Кроме этого, Кристин так радостно воспринимает перспективу рождения ребенка, что сама немного ошарашена. Она не представляет себе, когда могла бы быть менее готова к этому. Но почти тут же, прежде чем это успело развиться в решение, которое нужно принять, она уже приняла его – решила оставить ребенка, и, на некоторое время сдержав порыв дать ему имя, все же решает назвать его Кьеркегор. Кьеркегор Блюменталь. Или, если потом он найдет полное имя нескладным или, что еще важнее, сочтет Кьеркегора ерундой, пусть называет себя Керк Блю. По утрам она открывает окно в своей комнате в отеле «Рю» и оголяет живот перед городом, смущая прохожих на улице. Выросши дома в мертвой тишине чайнатауна, она хочет закалить маленького Кьеркегора, заранее приучая его к грохоту реальности. Мир не будет тебе шептать, малыш, шепчет она ему, держа руки на животе в ожидании ответа.
В отеле «Рю» она расслабляется в теплой ванне и глядит на свой живот, все больше и больше думая о собственной матери, ждавшей ее на другом берегу реки.

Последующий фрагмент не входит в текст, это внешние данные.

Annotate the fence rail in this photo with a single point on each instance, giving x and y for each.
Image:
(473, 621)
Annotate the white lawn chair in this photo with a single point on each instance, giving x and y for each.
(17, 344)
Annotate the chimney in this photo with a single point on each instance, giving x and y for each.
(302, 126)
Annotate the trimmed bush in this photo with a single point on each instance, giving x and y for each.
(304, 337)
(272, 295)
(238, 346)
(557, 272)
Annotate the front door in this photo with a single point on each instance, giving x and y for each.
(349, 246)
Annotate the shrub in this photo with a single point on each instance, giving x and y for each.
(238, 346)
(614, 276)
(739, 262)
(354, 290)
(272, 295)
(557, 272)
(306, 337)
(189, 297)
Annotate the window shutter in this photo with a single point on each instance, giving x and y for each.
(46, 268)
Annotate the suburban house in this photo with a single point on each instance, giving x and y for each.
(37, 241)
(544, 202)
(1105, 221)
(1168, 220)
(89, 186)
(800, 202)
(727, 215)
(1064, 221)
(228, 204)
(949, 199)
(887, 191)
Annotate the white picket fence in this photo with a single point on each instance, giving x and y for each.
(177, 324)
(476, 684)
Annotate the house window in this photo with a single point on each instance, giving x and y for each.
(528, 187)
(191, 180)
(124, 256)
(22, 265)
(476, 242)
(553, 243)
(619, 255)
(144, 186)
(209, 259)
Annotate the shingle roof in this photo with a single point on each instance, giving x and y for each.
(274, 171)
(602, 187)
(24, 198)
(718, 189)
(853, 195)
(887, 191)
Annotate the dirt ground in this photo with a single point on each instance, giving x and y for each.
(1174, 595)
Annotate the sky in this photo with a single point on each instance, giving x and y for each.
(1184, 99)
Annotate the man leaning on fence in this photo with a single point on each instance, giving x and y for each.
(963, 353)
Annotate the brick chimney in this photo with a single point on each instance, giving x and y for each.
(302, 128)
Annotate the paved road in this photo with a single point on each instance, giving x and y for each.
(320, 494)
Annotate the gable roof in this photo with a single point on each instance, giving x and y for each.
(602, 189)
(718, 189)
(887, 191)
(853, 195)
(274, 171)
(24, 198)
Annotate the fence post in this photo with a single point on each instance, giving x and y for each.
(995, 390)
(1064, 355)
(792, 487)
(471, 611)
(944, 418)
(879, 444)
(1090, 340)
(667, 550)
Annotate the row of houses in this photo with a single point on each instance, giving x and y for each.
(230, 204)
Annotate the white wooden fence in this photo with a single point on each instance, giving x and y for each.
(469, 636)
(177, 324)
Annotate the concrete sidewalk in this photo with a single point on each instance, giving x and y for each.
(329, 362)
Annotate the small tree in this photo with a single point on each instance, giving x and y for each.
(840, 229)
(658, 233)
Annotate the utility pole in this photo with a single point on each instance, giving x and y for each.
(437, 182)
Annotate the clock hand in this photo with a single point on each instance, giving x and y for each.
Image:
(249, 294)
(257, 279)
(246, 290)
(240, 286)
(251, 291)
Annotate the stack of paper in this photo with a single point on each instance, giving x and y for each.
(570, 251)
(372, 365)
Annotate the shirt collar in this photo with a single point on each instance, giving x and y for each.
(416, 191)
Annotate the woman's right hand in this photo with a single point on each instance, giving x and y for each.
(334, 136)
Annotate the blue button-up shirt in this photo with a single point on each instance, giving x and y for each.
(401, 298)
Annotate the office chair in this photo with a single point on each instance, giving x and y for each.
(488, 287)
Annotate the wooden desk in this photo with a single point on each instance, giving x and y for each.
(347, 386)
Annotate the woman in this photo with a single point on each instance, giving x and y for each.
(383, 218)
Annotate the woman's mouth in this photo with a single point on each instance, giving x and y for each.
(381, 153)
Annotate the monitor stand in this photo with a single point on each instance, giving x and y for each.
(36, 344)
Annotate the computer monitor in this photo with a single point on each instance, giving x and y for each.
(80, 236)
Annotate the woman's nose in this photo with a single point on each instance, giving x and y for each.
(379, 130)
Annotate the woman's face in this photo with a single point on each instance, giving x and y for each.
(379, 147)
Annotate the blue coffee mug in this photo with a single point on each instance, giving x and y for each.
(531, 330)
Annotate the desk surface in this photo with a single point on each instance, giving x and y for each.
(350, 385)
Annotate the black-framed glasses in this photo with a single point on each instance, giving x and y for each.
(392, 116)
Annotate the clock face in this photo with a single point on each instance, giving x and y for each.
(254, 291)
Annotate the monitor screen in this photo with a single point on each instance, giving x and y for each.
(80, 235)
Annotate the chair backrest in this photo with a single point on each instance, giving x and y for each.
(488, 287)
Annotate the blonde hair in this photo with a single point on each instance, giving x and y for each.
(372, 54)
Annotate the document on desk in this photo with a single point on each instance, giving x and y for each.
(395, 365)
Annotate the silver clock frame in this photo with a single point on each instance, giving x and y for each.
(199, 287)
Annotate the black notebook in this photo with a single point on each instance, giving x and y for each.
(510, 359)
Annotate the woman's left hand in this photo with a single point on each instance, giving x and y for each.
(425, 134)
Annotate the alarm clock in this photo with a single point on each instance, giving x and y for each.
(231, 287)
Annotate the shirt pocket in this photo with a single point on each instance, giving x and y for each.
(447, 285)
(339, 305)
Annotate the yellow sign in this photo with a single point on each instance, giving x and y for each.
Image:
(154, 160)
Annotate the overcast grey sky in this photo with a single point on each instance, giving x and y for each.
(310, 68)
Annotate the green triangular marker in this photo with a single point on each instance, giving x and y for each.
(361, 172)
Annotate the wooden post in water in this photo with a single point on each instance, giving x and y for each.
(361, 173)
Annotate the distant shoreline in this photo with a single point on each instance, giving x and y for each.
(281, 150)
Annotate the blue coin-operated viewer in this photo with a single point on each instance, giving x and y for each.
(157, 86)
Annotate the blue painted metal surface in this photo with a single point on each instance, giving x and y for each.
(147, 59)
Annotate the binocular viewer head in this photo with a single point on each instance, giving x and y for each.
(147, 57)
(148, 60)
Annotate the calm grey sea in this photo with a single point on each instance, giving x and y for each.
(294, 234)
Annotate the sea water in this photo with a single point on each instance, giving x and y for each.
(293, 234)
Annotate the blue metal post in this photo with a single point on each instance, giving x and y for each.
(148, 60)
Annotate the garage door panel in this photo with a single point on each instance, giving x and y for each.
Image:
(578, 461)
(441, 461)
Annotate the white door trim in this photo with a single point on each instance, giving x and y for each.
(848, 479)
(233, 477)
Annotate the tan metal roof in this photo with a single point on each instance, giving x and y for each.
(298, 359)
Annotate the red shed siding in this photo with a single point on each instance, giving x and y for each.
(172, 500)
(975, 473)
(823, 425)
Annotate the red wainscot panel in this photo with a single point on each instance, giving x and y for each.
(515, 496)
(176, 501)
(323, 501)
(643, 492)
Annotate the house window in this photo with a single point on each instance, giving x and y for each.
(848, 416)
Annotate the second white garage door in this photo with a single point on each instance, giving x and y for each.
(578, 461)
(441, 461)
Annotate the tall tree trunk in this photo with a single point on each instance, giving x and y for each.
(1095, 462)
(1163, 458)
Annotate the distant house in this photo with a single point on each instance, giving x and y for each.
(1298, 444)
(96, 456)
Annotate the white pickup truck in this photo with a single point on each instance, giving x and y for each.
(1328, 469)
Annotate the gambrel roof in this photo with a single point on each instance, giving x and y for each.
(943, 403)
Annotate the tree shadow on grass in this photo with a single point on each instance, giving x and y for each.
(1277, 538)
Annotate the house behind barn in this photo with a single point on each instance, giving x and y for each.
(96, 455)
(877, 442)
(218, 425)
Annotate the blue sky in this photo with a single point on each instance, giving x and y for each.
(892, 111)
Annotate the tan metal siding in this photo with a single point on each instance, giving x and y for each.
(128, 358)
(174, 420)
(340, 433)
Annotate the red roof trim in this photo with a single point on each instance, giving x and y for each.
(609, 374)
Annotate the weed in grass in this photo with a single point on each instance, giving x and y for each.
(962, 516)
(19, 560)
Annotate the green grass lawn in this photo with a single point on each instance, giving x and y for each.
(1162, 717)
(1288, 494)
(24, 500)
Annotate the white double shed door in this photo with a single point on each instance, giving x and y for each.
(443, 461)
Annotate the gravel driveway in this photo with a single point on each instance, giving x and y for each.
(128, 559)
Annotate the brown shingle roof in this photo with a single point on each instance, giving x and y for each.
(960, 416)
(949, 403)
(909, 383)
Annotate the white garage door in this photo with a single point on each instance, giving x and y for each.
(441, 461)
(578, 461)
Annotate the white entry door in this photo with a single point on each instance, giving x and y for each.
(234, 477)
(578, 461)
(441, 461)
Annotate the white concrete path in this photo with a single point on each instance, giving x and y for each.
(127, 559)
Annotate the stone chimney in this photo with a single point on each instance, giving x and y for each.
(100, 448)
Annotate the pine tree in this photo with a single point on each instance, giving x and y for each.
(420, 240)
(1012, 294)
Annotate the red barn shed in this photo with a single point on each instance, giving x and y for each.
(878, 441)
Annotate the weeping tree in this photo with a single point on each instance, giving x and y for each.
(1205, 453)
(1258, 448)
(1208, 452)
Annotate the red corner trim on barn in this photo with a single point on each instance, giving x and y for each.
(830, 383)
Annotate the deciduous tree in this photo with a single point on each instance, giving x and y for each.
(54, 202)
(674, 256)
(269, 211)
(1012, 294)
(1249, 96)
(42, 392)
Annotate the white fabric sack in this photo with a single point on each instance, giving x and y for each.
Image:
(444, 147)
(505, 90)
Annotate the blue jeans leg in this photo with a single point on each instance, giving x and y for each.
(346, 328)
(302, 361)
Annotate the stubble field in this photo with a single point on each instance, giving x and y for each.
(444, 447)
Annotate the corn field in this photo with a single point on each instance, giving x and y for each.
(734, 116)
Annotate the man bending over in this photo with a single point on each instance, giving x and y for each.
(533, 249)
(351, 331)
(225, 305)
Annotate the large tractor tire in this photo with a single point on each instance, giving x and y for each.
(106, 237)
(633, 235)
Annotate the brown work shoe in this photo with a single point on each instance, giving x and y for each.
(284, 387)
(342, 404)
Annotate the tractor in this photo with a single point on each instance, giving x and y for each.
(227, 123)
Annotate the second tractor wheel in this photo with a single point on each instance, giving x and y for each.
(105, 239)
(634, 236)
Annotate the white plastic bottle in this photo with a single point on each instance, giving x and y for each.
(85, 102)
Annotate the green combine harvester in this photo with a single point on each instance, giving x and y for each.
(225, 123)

Кристин уже почти забыла про дату, что Жилец написал у нее на теле, – 29.4.85. Бросив Жильца, поскольку не желала стать водоворотом хаоса, теперь Кристин отказывается признать, что повсюду, где она была, и всюду, где бывает сейчас, – в городе, где время превратилось в пыль, – все разрушается. Она отказывается признать, что стала проводником хаоса, с тех пор как покинула Жильца: от прямо-таки молниеносной смерти Ёси в Парке Черных Часов до ключа от грузовика и ключа от пентхауза в Сан-Франциско, который она стащила у Изабель и Синды и оставила – нарочно? по случайности? – на столике рядом с Луизой в ту последнюю ночь, когда они спали в доме Жильца. Кристин отказывается признать, что приводит в движение задержавшиеся катаклизмы, что приводит в смятение все приборы и компасы, и в этом деле до нее, как она сама бы сказала, что-то не доходит.